Hilton markası için İstanbul, İstanbul için Hilton her zaman önemli olmuştur. O dönem kent mimarları yeşil hattı bozuyor diye yapımına itiraz etse de sosyalleşmenin odak noktasıdır bu güzel yapı. Ve ne garip bir durumdur ki yeşil hattı kestiği söylenen bina bugün o hatta yeşil kalmış tek alandır.
O yıllarda Hilton’da olmak, buluşmak ve hele evlenmek çok önemlidir. Dönemin elitleri düğünlerini mutlaka Hilton’da yapar. Hilton bazen geleneklere uyup gelinini atla otele getirenler nedeniyle taşınır manşetlere bazen de filmlerde görürüz İstanbul’u Hilton’un roof’undan.
Tüm çiftlerin resim çektirdiği Teras restorana çıkan merdiven ise çok ünlü olmalı. Eski İstanbulluların fotoğraf albümünde Hilton’un bu bölümünde çekilmiş bir kareye rastlamak mümkün. Ayak izi şeklinde tasarlanan havuz ise metaforik olarak Conrad Hilton’un Amerika dışındaki ilk yatırımını işaret ediyor. 1957 yılında kaleme aldığı “Be My Guest” adlı kitabında Conrad Hilton bugün tüm dünyada uygulanan hoş geldin kahvesinin hikayesini şöyle anlatır, “Türkiye’de bir fincan kahve içmenin özel bir önemi vardır. Bu bana yerli bir kahvecide ufak bir fincan kahve ikram edilirken açıklandı. ‘Benimle bir fincan kahve içtikten sonra’ dedi beni ağırlayan kişi ‘kırk yıllık bir arkadaşlık sözü vermiş olursun.” Kahve ve arkadaşlık arasında kurulan bu bağ Conrad Hilton’un o kadar hoşuna gitti ki, o günden sonra İstanbul Hilton’da başlayan “Hoş geldiniz kahvesi” uygulaması zamanla dünyanın dört bir yanındaki Hiltonlara yayıldı.

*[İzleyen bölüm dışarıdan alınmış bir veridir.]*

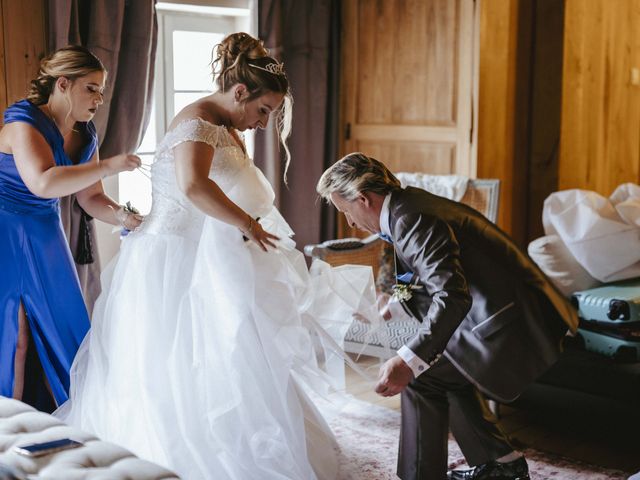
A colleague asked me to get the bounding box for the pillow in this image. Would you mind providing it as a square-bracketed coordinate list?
[528, 235, 600, 297]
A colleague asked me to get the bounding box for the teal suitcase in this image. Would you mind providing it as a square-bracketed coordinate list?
[572, 278, 640, 362]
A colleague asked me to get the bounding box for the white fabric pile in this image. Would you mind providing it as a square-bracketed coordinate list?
[529, 183, 640, 296]
[395, 172, 469, 202]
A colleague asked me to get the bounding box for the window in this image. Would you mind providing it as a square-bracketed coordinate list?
[118, 0, 253, 213]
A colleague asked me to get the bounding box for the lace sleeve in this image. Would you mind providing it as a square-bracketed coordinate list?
[167, 118, 224, 149]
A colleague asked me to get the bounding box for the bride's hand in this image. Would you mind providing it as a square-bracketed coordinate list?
[242, 216, 280, 252]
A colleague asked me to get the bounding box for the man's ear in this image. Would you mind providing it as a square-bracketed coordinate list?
[358, 192, 371, 208]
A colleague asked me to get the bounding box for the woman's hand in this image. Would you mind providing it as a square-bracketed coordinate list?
[242, 215, 280, 252]
[100, 153, 142, 177]
[115, 207, 144, 232]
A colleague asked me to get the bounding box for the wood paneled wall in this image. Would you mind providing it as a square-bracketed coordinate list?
[0, 0, 46, 117]
[477, 0, 532, 245]
[559, 0, 640, 196]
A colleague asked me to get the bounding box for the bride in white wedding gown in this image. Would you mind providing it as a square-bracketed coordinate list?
[56, 33, 373, 480]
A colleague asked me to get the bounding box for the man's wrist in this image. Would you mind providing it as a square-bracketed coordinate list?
[398, 345, 429, 378]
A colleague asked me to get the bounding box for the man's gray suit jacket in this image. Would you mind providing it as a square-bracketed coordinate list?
[389, 187, 578, 402]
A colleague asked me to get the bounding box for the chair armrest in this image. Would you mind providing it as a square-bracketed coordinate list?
[304, 235, 385, 278]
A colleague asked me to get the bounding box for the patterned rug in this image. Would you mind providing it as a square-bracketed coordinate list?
[329, 399, 628, 480]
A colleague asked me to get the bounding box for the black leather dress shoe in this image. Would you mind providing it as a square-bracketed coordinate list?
[447, 457, 530, 480]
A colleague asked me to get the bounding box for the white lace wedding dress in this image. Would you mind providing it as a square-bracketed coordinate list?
[56, 119, 374, 480]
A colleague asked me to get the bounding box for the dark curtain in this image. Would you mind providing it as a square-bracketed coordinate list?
[255, 0, 340, 248]
[48, 0, 157, 313]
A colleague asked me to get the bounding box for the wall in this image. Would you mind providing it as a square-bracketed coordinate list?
[0, 0, 46, 115]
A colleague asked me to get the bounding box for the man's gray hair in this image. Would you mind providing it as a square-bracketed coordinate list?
[316, 152, 401, 202]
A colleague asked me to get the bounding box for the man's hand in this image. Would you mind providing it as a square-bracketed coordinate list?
[375, 355, 413, 397]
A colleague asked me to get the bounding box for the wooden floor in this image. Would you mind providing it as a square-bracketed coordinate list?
[347, 357, 640, 473]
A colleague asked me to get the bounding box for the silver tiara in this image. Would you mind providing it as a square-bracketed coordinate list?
[249, 60, 285, 76]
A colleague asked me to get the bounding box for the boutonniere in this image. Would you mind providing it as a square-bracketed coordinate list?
[391, 283, 422, 302]
[391, 247, 422, 302]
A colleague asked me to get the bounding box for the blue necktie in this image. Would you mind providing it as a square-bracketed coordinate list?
[378, 232, 393, 245]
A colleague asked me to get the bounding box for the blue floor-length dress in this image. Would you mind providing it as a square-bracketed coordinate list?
[0, 100, 98, 405]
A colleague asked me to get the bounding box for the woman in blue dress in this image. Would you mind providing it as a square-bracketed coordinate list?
[0, 46, 141, 409]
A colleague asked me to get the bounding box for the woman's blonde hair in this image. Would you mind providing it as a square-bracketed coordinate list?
[316, 152, 402, 202]
[211, 32, 293, 178]
[26, 45, 107, 105]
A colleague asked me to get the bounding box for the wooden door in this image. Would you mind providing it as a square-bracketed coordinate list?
[0, 0, 46, 117]
[339, 0, 476, 236]
[558, 0, 640, 196]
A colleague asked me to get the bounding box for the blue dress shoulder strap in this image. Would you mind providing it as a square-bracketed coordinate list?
[4, 100, 98, 165]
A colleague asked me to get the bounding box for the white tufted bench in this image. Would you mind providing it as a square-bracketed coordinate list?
[0, 396, 179, 480]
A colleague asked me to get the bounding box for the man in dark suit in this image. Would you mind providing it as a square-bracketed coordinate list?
[317, 153, 578, 480]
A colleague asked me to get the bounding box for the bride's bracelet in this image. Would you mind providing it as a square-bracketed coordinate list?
[247, 214, 253, 235]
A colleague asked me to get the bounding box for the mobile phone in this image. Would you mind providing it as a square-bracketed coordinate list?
[13, 438, 83, 457]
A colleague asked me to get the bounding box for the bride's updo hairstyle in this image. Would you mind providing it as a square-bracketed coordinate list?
[26, 45, 107, 105]
[211, 32, 293, 176]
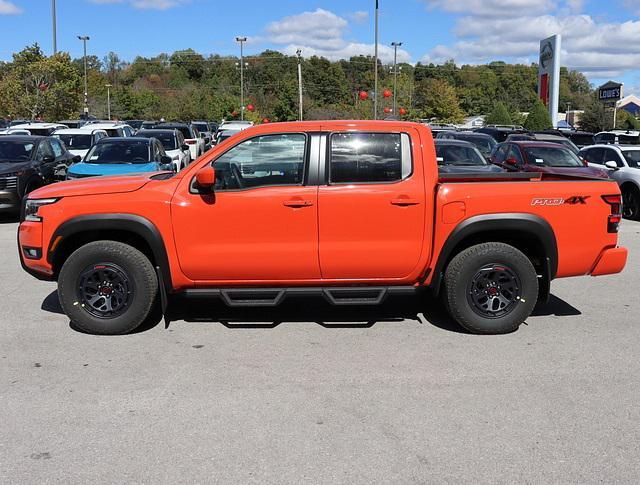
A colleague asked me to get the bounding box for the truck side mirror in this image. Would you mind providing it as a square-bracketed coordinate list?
[196, 165, 216, 192]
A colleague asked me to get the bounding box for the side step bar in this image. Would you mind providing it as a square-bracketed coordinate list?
[181, 286, 418, 307]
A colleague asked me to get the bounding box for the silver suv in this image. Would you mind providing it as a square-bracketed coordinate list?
[580, 145, 640, 221]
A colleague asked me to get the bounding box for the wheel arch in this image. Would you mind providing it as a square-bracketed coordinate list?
[47, 214, 171, 291]
[430, 213, 558, 294]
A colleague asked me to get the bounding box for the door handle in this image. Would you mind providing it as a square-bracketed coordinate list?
[391, 197, 420, 207]
[282, 199, 313, 209]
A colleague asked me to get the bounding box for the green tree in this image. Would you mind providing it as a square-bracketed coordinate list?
[485, 101, 512, 125]
[524, 99, 553, 131]
[416, 78, 464, 123]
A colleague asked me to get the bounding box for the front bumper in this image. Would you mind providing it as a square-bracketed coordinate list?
[589, 248, 628, 276]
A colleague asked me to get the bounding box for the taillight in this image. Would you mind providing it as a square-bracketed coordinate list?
[602, 194, 622, 233]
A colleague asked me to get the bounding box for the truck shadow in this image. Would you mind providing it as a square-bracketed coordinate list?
[41, 291, 581, 334]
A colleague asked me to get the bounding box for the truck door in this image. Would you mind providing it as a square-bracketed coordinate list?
[318, 126, 428, 279]
[171, 127, 320, 284]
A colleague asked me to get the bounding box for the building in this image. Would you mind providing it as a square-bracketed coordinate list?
[618, 94, 640, 117]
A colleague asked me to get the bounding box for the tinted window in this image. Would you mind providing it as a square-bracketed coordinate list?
[582, 148, 604, 165]
[622, 150, 640, 168]
[436, 144, 486, 166]
[85, 141, 150, 163]
[0, 140, 34, 162]
[524, 147, 584, 167]
[330, 133, 411, 183]
[50, 139, 64, 158]
[213, 133, 307, 190]
[54, 134, 92, 150]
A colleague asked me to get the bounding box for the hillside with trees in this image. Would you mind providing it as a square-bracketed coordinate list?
[0, 44, 593, 123]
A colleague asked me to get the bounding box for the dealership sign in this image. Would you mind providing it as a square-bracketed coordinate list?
[598, 81, 622, 102]
[538, 35, 561, 127]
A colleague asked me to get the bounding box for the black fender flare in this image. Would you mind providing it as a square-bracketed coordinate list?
[430, 213, 558, 293]
[47, 214, 172, 292]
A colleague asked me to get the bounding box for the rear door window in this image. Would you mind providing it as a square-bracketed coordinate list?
[329, 133, 412, 184]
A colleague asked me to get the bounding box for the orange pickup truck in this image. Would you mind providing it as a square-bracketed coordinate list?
[18, 121, 627, 334]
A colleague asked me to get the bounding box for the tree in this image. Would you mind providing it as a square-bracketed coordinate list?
[485, 101, 512, 125]
[524, 99, 553, 131]
[416, 78, 464, 123]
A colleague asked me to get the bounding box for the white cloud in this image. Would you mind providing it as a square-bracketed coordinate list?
[89, 0, 189, 10]
[266, 8, 411, 63]
[0, 0, 22, 15]
[422, 0, 640, 77]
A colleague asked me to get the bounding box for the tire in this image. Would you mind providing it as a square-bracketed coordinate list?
[444, 243, 538, 334]
[622, 187, 640, 221]
[58, 241, 158, 335]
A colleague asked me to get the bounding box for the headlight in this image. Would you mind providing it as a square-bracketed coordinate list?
[24, 199, 59, 222]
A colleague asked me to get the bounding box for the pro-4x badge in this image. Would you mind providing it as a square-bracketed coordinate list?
[531, 195, 591, 206]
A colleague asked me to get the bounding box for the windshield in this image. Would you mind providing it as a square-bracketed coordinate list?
[524, 147, 584, 168]
[622, 150, 640, 168]
[53, 134, 93, 150]
[436, 145, 487, 166]
[84, 141, 149, 163]
[456, 135, 497, 157]
[136, 131, 178, 150]
[0, 140, 35, 162]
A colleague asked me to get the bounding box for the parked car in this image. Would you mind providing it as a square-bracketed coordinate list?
[436, 131, 497, 160]
[491, 141, 609, 178]
[136, 129, 191, 172]
[52, 126, 109, 158]
[0, 135, 76, 212]
[18, 121, 627, 334]
[191, 121, 215, 151]
[473, 126, 528, 143]
[580, 145, 640, 221]
[85, 120, 134, 138]
[593, 130, 640, 145]
[563, 131, 595, 148]
[124, 120, 144, 131]
[435, 138, 504, 173]
[156, 123, 205, 160]
[11, 122, 66, 136]
[67, 137, 173, 180]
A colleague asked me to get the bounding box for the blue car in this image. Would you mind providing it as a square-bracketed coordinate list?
[67, 137, 173, 180]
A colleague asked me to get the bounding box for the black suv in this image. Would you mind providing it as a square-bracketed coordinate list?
[0, 135, 80, 212]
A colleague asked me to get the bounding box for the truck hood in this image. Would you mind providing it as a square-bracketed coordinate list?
[29, 172, 158, 199]
[0, 161, 31, 174]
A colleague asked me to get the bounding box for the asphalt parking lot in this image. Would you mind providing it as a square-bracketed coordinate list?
[0, 218, 640, 484]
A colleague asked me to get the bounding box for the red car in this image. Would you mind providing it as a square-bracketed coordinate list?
[490, 141, 609, 178]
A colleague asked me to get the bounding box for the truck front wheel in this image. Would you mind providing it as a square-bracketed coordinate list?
[444, 243, 538, 334]
[58, 241, 158, 335]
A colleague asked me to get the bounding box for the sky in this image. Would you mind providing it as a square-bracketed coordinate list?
[0, 0, 640, 94]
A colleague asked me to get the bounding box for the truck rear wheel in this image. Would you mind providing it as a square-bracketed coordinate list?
[58, 241, 158, 335]
[444, 243, 538, 334]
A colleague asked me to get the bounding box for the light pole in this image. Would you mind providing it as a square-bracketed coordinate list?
[373, 0, 379, 120]
[78, 35, 89, 116]
[104, 84, 113, 121]
[296, 49, 302, 121]
[391, 42, 402, 116]
[51, 0, 58, 56]
[236, 37, 247, 120]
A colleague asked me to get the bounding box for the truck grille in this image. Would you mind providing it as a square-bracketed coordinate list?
[0, 177, 18, 190]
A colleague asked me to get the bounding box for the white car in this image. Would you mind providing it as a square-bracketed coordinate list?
[11, 123, 66, 136]
[580, 145, 640, 220]
[136, 128, 191, 172]
[83, 121, 135, 138]
[51, 126, 109, 158]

Hatır 40 yılı geçti 64 yıl oldu
Bugün Hilton markası 100’üncü, İstanbul Hilton Bosphorus 64’üncü yaşını kutlarken Hilton Üst Sınıf Otellerden Sorumlu Türkiye Bölge Müdürü Armin Zerunyan ile eski günleri de yad eden bir yuvarlak masada haberci dostlarla beraberiz. Yemek menüsü de ilginç, 64 yıl öncesinde sunulan yemeklerin yeni yorumu geliyor önümüze hem de o yıllardan kalma basılı menüsüyle beraber.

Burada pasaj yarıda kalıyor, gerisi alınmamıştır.